Thursday, October 14, 2010

Dissatisfying


Cruel and Unusual (Kay Scarpetta #4) by Patricia Cornwell (1993; Pocket, 2005, 416pp.)

Ronnie Joe Waddell, who’s been on death row for nearly a decade for a vicious murder, is executed, and Kay Scarpetta is called on to perform an autopsy on his body. At least, she thinks it’s his body. On the same day of Waddell’s execution, another murder occurs—this one eerily similar to the one committed nine years ago. When the killer strikes again—this time, murdering one of Scarpetta’s morgue assistants—Scarpetta quickly finds herself accused of committing the crime herself. Is it a copycat killer?
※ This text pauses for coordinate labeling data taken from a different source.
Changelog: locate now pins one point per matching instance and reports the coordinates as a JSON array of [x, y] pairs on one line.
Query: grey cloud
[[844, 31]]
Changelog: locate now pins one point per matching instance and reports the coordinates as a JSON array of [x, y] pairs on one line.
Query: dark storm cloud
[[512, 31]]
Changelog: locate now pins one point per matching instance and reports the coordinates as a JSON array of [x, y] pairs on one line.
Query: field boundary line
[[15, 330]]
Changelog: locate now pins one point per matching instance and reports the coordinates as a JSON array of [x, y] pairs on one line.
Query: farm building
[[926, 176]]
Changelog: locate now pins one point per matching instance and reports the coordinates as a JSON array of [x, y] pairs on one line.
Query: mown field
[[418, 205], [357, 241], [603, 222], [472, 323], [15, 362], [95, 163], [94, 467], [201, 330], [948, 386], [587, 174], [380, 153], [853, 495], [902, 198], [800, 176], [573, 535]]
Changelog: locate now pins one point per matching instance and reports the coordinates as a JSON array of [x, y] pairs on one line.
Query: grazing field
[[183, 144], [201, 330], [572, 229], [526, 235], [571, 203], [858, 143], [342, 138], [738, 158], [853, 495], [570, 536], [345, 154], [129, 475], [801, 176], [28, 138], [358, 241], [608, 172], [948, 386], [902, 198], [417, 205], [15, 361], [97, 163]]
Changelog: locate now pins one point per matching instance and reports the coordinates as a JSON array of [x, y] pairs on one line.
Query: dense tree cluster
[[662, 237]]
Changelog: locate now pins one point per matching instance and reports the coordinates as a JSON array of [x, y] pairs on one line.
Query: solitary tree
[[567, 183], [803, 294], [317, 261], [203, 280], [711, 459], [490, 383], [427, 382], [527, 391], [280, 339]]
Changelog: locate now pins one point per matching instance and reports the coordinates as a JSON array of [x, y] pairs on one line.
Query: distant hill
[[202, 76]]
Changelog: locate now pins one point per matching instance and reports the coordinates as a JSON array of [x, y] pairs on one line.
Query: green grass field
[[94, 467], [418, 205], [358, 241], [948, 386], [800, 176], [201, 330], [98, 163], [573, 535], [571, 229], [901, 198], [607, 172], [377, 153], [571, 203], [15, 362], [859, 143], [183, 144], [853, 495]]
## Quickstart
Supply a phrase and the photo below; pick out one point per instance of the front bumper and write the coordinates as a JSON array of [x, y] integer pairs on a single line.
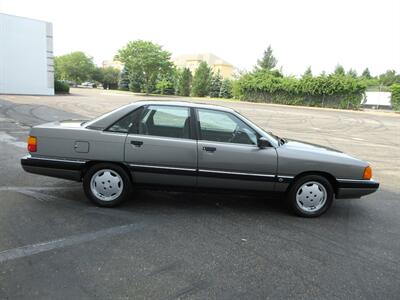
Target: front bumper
[[53, 167], [350, 188]]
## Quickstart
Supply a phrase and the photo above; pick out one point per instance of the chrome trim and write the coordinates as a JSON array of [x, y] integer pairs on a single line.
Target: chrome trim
[[55, 159], [354, 180], [236, 173], [162, 167]]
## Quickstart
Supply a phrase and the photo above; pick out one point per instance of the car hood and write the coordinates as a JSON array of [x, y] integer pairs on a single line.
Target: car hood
[[294, 145], [66, 123], [299, 145]]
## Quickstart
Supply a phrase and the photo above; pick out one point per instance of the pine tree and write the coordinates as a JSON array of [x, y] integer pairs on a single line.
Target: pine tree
[[226, 89], [366, 74], [352, 73], [184, 82], [308, 72], [339, 70], [215, 87], [268, 62], [202, 80]]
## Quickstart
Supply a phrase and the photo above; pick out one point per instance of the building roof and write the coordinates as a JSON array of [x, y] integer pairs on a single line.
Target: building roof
[[209, 58]]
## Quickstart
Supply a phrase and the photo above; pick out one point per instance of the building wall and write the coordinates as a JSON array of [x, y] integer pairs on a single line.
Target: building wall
[[26, 56], [226, 71]]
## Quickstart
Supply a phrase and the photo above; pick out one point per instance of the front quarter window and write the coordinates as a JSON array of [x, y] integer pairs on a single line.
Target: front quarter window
[[225, 127], [128, 123]]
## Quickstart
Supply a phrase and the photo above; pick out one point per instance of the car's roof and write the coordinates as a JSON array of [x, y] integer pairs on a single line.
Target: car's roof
[[181, 103], [107, 119]]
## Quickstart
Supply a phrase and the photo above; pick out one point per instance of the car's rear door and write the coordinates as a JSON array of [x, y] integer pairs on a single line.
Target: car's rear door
[[228, 155], [161, 149]]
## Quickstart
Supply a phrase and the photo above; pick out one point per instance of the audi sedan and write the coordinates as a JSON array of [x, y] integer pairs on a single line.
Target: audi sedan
[[180, 144]]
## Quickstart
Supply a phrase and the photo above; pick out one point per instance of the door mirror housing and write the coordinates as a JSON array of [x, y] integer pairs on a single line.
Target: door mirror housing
[[263, 142]]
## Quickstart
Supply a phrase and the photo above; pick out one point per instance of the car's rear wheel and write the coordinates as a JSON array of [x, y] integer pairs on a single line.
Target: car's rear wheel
[[310, 196], [106, 184]]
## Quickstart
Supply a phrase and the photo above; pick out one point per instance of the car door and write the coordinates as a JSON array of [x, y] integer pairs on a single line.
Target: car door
[[161, 149], [228, 155]]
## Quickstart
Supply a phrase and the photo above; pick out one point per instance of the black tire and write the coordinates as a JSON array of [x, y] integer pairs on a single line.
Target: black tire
[[310, 182], [124, 189]]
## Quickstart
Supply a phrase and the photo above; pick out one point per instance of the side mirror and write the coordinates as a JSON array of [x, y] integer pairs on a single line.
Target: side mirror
[[263, 142]]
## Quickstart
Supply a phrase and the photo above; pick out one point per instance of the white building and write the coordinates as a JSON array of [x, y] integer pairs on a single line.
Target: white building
[[26, 56]]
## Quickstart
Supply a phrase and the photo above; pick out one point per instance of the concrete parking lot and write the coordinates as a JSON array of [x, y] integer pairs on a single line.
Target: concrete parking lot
[[54, 244]]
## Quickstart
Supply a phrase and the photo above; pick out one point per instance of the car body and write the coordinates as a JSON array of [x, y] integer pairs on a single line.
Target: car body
[[183, 144]]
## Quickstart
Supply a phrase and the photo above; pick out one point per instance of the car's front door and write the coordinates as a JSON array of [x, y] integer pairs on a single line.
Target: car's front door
[[228, 155], [161, 149]]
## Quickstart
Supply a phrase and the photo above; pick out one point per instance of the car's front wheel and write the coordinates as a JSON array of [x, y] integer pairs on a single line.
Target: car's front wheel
[[106, 185], [310, 196]]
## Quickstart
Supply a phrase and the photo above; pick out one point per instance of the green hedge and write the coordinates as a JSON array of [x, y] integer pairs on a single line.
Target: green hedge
[[61, 87], [335, 91], [395, 97]]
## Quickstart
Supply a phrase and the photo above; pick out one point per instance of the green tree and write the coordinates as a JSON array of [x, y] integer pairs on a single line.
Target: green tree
[[184, 82], [202, 80], [339, 70], [145, 62], [226, 89], [389, 77], [166, 83], [123, 83], [352, 73], [308, 72], [366, 74], [215, 86], [395, 99], [110, 77], [268, 61], [76, 66]]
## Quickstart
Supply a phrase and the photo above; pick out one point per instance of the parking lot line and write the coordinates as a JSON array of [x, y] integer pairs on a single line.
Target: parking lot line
[[33, 249]]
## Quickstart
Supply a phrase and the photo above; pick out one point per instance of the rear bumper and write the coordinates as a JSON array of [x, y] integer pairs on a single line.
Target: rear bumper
[[349, 188], [53, 167]]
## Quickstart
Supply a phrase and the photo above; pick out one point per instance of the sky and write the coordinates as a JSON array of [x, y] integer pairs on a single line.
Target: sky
[[316, 33]]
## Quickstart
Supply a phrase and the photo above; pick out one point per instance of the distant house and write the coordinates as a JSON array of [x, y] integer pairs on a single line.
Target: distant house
[[216, 63], [113, 63]]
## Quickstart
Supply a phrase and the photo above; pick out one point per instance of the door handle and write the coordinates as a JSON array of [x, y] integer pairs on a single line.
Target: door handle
[[137, 143], [210, 149]]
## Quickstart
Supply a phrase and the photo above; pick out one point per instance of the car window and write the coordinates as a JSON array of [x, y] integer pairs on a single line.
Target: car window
[[225, 127], [129, 123], [168, 121]]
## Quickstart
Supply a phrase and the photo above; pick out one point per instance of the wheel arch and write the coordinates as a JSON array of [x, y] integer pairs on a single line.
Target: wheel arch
[[328, 176], [91, 163]]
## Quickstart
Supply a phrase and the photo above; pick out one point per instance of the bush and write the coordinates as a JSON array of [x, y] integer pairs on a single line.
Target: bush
[[337, 91], [395, 97], [61, 87]]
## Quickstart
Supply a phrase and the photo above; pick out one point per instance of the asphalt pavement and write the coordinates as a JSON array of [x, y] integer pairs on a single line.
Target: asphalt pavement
[[54, 244]]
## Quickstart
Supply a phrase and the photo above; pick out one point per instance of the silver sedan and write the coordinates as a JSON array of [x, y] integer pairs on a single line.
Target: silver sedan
[[186, 145]]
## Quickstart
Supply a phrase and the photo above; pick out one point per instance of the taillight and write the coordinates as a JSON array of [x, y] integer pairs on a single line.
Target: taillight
[[367, 173], [32, 143]]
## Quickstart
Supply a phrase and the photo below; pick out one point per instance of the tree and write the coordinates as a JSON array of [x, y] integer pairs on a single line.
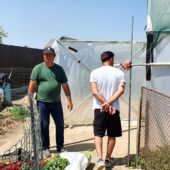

Or has Waddell escaped his punishment? The plot is complex, and this works both for and against the book. The story sometimes so bizarre, so complex, that the reader can’t help but keep turning the pages. On the other hand, the plot is so convoluted that the reader may lose track of what’s going on. Although readers may agree that everything fits together in the end, they may still be feeling a little confused. In addition to this, Cornwell throws several plot elements at the reader that take the reader completely by surprise—and not in a good way. For example, Scarpetta is in the middle of the investigation when she suddenly recalls that a significant love interest has been killed in a terrorist attack several months before the story actually begins. This is certainly news to any reader who has read this book’s predecessor, All That Remains, which concludes with the love interest still very much alive. So much is happening between the books that it just doesn’t seem fair to the reader, not to mention sloppiness on the author’s part. Cornwell would have done better to give the love story subplot more attention in the story, since it later plays a vital role in Scarpetta’s exoneration. Overall, Cruel and Unusual works as a crime novel, but still leaves the reader somewhat dissatisfied at the end.